ST. LOUIS -- Missouri Department of Natural Resources director Doyle Childers threatened Friday to take Attorney General Jay Nixon to court if Nixon does not recuse himself from the Taum Sauk reservoir case.
Nixon is suing St. Louis-based Ameren Corp. over the reservoir collapse and is considering whether to file criminal charges.
In a letter to Nixon, Childers said the attorney general should step off the case in light of comments an Ameren vice president made to the St. Louis Post-Dispatch Wednesday.

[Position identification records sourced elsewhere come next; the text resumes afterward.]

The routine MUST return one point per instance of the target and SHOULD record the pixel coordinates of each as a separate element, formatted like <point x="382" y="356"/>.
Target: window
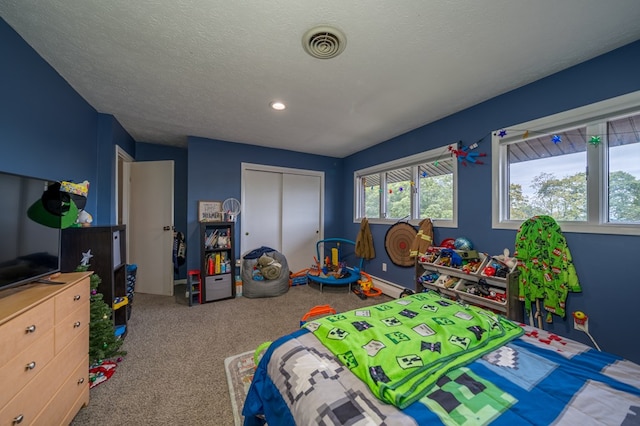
<point x="412" y="188"/>
<point x="581" y="167"/>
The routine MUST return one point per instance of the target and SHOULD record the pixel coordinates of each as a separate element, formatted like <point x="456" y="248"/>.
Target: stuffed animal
<point x="269" y="267"/>
<point x="84" y="218"/>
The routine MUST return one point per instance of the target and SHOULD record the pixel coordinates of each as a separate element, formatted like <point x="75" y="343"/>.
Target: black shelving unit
<point x="217" y="261"/>
<point x="107" y="246"/>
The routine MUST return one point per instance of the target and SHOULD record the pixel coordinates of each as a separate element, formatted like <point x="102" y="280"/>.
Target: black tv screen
<point x="29" y="251"/>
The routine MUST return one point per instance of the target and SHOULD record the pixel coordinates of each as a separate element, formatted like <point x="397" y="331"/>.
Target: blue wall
<point x="46" y="129"/>
<point x="215" y="174"/>
<point x="610" y="290"/>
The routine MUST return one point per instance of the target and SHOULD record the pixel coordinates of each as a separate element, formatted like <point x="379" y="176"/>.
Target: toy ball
<point x="489" y="271"/>
<point x="448" y="243"/>
<point x="462" y="243"/>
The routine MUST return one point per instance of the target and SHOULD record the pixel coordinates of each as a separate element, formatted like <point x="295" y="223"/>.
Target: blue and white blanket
<point x="539" y="378"/>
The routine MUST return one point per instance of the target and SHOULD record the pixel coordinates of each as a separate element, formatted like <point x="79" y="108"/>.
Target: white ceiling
<point x="168" y="69"/>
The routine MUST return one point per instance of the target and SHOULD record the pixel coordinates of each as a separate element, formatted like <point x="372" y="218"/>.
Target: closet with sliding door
<point x="282" y="209"/>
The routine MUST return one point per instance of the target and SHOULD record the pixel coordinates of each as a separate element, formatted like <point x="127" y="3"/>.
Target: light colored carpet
<point x="174" y="370"/>
<point x="240" y="369"/>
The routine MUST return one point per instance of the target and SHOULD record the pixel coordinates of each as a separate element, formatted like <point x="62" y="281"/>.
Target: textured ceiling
<point x="171" y="69"/>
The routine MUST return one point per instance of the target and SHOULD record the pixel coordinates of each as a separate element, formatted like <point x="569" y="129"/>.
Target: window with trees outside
<point x="412" y="188"/>
<point x="581" y="167"/>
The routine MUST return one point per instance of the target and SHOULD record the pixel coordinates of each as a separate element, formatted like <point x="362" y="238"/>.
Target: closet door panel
<point x="262" y="210"/>
<point x="300" y="219"/>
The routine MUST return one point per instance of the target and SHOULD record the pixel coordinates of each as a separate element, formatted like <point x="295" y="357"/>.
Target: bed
<point x="518" y="375"/>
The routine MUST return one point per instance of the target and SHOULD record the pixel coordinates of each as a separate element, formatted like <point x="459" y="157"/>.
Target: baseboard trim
<point x="387" y="287"/>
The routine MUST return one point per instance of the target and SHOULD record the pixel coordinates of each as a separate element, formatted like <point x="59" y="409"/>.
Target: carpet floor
<point x="174" y="370"/>
<point x="240" y="369"/>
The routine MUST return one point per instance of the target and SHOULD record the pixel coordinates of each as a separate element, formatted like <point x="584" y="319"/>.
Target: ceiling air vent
<point x="324" y="42"/>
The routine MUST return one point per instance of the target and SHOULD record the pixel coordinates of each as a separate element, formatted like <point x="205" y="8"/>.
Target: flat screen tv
<point x="29" y="251"/>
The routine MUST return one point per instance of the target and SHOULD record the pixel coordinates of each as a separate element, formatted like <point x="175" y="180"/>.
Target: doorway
<point x="144" y="203"/>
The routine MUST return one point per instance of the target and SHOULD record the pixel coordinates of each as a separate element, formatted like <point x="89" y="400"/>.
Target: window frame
<point x="594" y="118"/>
<point x="413" y="161"/>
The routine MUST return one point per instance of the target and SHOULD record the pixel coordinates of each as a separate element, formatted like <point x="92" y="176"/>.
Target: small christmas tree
<point x="103" y="343"/>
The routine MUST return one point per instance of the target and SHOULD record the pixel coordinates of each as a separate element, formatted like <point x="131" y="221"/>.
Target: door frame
<point x="123" y="189"/>
<point x="285" y="170"/>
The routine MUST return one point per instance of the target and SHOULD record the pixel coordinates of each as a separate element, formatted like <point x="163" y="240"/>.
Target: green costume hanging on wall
<point x="545" y="265"/>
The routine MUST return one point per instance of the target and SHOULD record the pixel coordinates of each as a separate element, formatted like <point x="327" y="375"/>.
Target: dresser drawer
<point x="22" y="331"/>
<point x="25" y="366"/>
<point x="36" y="394"/>
<point x="70" y="299"/>
<point x="75" y="388"/>
<point x="72" y="326"/>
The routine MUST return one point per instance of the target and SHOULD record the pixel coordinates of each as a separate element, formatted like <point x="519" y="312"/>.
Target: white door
<point x="150" y="228"/>
<point x="261" y="210"/>
<point x="282" y="209"/>
<point x="300" y="219"/>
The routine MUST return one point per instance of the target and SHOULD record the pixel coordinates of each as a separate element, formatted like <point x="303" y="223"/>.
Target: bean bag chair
<point x="265" y="273"/>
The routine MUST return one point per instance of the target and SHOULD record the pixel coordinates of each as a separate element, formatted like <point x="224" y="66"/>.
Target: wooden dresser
<point x="44" y="351"/>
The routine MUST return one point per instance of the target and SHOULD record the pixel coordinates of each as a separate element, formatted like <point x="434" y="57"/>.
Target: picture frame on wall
<point x="210" y="211"/>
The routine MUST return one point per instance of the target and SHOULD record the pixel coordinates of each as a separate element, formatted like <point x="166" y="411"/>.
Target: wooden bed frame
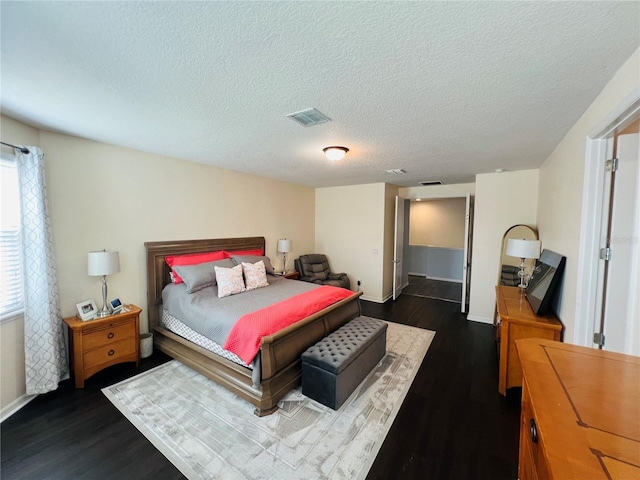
<point x="279" y="353"/>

Vice president Richard Mark said Nixon's campaign solicited political donations from the company after Nixon launched his criminal probe.
"If you will not remove yourself from this matter, DNR will move in circuit court for your removal from the civil and criminal aspects of this case," Childers said in the letter.
Nixon spokesman Scott Holste said Nixon will stay on the case.
"No amount of politically motivated letters from the Blunt administration will stop the Attorney General from doing his job and carrying out his responsibilities to protect Missouri families," Holste wrote in an e-mail to The Associated Press.
At issue is $20,000 in donations that Ameren gave to four Democratic campaign committees in early 2006. The committees gave virtually all the money to Nixon's campaign.
Nixon later returned the money.
The Missouri Ethics Commission investigated the donations and ruled in September that neither Nixon nor Ameren committed any wrongdoing.
The mountaintop reservoir collapsed in late 2005, spilling more than 1 billion gallons of water over the Johnson's Shut-Ins State Park, devastating the area and seriously injuring a family of five.